Instructions: Answer the following questions in
complete sentences. Type your answers using a 12-point Times New Roman Font, single-spaced, with 1" top, bottom, and side margins. Put your name on every sheet in the upper right hand corner in the format "Last name,
First name." Put page numbers in the upper right hand corner beginning with your second page. Put SOC 436 and the assignment number in the upper left hand corner of the first sheet. Staple multiple pages together in the upper
left hand corner. This assignment is worth 10 points.
1. Serious rule breakers are often members of what kind of population according to Jacobs?
2. How are those who study serious rule-breaking often perceived?
3. Collecting "thick descriptions" relies on what type of methods, according to Jacobs?
4. Why can't valid descriptive information about
rule breakers typically be collected from official sources?
5. Why do UCR data represent a "truncated and highly distorted" version of reality according to Jerome Miller?
6. Being arrested is largely a function of what, according to Jacobs?

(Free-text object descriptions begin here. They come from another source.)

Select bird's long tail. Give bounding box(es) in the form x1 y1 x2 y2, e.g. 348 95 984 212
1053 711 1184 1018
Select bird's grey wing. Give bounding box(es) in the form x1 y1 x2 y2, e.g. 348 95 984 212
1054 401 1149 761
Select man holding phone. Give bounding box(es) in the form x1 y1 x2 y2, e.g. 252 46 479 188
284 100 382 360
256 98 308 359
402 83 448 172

7. What is the media number of lifetime sex partners for women and men, respectively?
8. What is the major challenge of any social survey?
9. In terms of sex research, Laumann et. al. point out that most of it has been directed at what kind of individuals?

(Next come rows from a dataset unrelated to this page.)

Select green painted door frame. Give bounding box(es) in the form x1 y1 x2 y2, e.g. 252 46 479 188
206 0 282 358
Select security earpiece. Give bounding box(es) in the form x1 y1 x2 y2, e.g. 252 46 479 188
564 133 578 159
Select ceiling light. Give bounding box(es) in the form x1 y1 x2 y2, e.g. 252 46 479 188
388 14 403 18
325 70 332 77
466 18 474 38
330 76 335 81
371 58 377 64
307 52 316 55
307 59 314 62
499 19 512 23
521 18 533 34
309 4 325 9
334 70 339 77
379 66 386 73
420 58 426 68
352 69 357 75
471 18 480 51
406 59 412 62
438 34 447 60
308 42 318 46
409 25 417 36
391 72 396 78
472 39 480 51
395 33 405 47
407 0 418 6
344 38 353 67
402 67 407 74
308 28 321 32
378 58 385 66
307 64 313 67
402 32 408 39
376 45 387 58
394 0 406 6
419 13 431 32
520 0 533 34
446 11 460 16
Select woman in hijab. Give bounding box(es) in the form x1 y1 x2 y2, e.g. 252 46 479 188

10. What two key factors must be
considered when deciding how large a sample size for a given study should be?
11. What type of survey tends to get the highest response rate?
12. What concerns did callers to the NHSLS hotline voice about
the research and interviewers?
13. What is the principle advantage of a telephone survey and what are two key disadvantages?
14. What are two reasons why slang and colloquial speech are likely to be
problematic in surveys?
15. Why are qualitative methods so important for the study of deviant behavior according to Jacobs?
16. Why did Luther rob Bruce Jacobs and harass him for weeks?
17. What does Wolff contend is necessary for successful fieldwork?
18. Why is "snitching" not a good choice for a researcher according to Jacobs?
19. Why don't studies of incarcerated offenders provide the
kind of information about street-level drug dealers that might be of the greatest interest to someone studying drug-dealing or some other form of crime?
20. What did the term "SCAT," yelled by street-level dealers mean?
21. Why did the police turn out to be absolutely essential to Jacob's research?
22. Can ethnographers who study criminals be sent to jail for protecting their sources of data and/or withholding
information?
23. What does Jacobs mean when he states that "Researching active offenders requires on to balance conflicting agendas?